I suppose you could say that I was especially fortunate when it came to my childhood education. I attended the Scotia-Glenville School District from elementary through high school and with the exception of a traumatic experience with a math teacher in middle school, all of my teachers were phenomenal, however, there is one who stood out above the rest.

For all of my life, I've had an insatiable thirst for reading and once I learned how to write and discovered that I had a gift for putting thought to paper, there was no turning back. My passion for writing was fueled by my mom who encouraged me to submit my work to various publications and academic literary contests. Sometimes I was recognized and other times I wasn't, but when I wasn't published or recognized, I never felt discouragement. Instead, a fire was burned inside of me to do even better on my next piece.

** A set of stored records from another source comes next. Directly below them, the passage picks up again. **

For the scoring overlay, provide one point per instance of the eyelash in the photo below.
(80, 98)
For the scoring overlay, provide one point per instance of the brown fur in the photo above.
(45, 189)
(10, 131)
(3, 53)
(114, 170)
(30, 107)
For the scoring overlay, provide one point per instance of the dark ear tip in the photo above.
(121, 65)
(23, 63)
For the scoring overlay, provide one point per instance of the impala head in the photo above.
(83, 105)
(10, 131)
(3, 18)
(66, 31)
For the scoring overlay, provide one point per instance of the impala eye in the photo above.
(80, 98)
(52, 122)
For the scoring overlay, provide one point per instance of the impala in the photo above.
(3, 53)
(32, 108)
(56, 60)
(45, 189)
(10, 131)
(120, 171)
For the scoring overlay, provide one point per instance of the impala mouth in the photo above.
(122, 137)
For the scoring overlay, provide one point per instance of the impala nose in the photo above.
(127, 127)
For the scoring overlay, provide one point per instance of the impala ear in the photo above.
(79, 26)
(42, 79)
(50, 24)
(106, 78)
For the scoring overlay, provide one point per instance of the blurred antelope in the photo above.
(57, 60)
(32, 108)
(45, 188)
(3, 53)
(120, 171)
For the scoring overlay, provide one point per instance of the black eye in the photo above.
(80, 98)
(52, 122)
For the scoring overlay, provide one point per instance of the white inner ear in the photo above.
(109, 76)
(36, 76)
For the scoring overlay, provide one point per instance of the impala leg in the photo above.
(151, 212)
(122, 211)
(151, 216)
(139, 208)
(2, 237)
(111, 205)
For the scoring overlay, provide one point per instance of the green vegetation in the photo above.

When I was in elementary school, one of my English teachers felt that I wasn’t being challenged enough and introduced me to the author Cynthia Voigt. I have never been as immersed in a series of books as I was in the Tillerman Cycle. I read and re-read each of the seven novels in the series and was gripped with so many emotions. Emotions that I’d never felt before and emotions that frantically made me want to take pen to paper and let all of the feelings inside of me spill out. It was that year that I began to keep a journal, something that I continued to do until just a few years ago when the demands of a full-time job and motherhood sucked all of my free time dry.

I decided near the end of my sophomore year of high school that I would double up on my junior and senior classes while also attending Schenectady Community College in the evening and by doing that, I would be able to graduate high school a year early and step into an adulthood with a year of college already under my belt.

While all of my teachers recognized my aptitude for reading and writing, none of them had quite the impact on my life as my high school English teacher, Mrs. Cassady. Mrs. Cassady made me feel smart and talented and whenever I’d write a paper for her class, the words inside my head had a magical way of translating onto paper. Mrs. Cassady’s respect and belief in me, in my work, and in my creative process gave me such confidence. She had high standards and expected her students to meet them and boy, did I want to. I admired Mrs. Cassady and didn’t want to let her down and so I poured every ounce of my being into the assignments for her class. I soaked in every single thing that she taught and vowed that I would do whatever it took to make her proud not just in her classroom, but also in life.

One day, about ten years after I graduated from high school, I got a call from my mom telling me that a thick package had arrived at her house and that it was from Mrs. Cassady. I’d stayed in touch with her through the years, exchanging emails and Christmas cards and such, but I couldn’t figure out what it was she would have sent to me.

As I tore into the package the world around me suddenly slowed down. I could hear my mom asking what was in it and although she was standing next to me, the sound of her voice seemed so far away. As I began to read the enclosed letter, tears spill down my cheeks. Mrs. Cassady wrote that she was so proud of me and that she knew, even when I was just a kid, that one-day expression through spoken word and writing would be integral to my livelihood and that I would find a way to use both to make a difference in the world around me. I genuinely admired Mrs. Cassady and always hoped that I would be one of the students she thought back on with pride and there it was in writing, in the very letter that I was holding in my hands. Mrs. Cassday was proud of me and she was encouraging me to continue to write because she knew that it was and always would be one of the greatest passions of my life.

In addition to the letter were several papers that I’d written as a student in Mrs. Cassady’s English class. She’d held onto her favorite pieces but felt the time had come to return them to me so that I could look back on them and see just how much I’d grown as a writer and also to remind me that writing is a constant process of growing and learning.

This June marks 20 years since I last sat in Mrs. Cassady’s classroom, but my feelings for her haven’t changed. As a matter of fact, they’ve grown stronger. As an adult who uses spoken word and writing every single day in my career as a radio personality and a digital content contributor, I have used every single thing she taught me to expand on my passion and to further my career. Had Mrs. Cassady not pushed me, had she not demanded I put my all into my assignments, had she not tucked me under her wing, I don’t know that I would be where I am today.

Thank you, Mrs. Cassady. Thank you for being genuine. Thank you for being passionate. Thank you for inspiring me. Thank you for believing in me and believing that I could and would change the world with my gift. Thank you for being you. Thank you for making a difference in my life.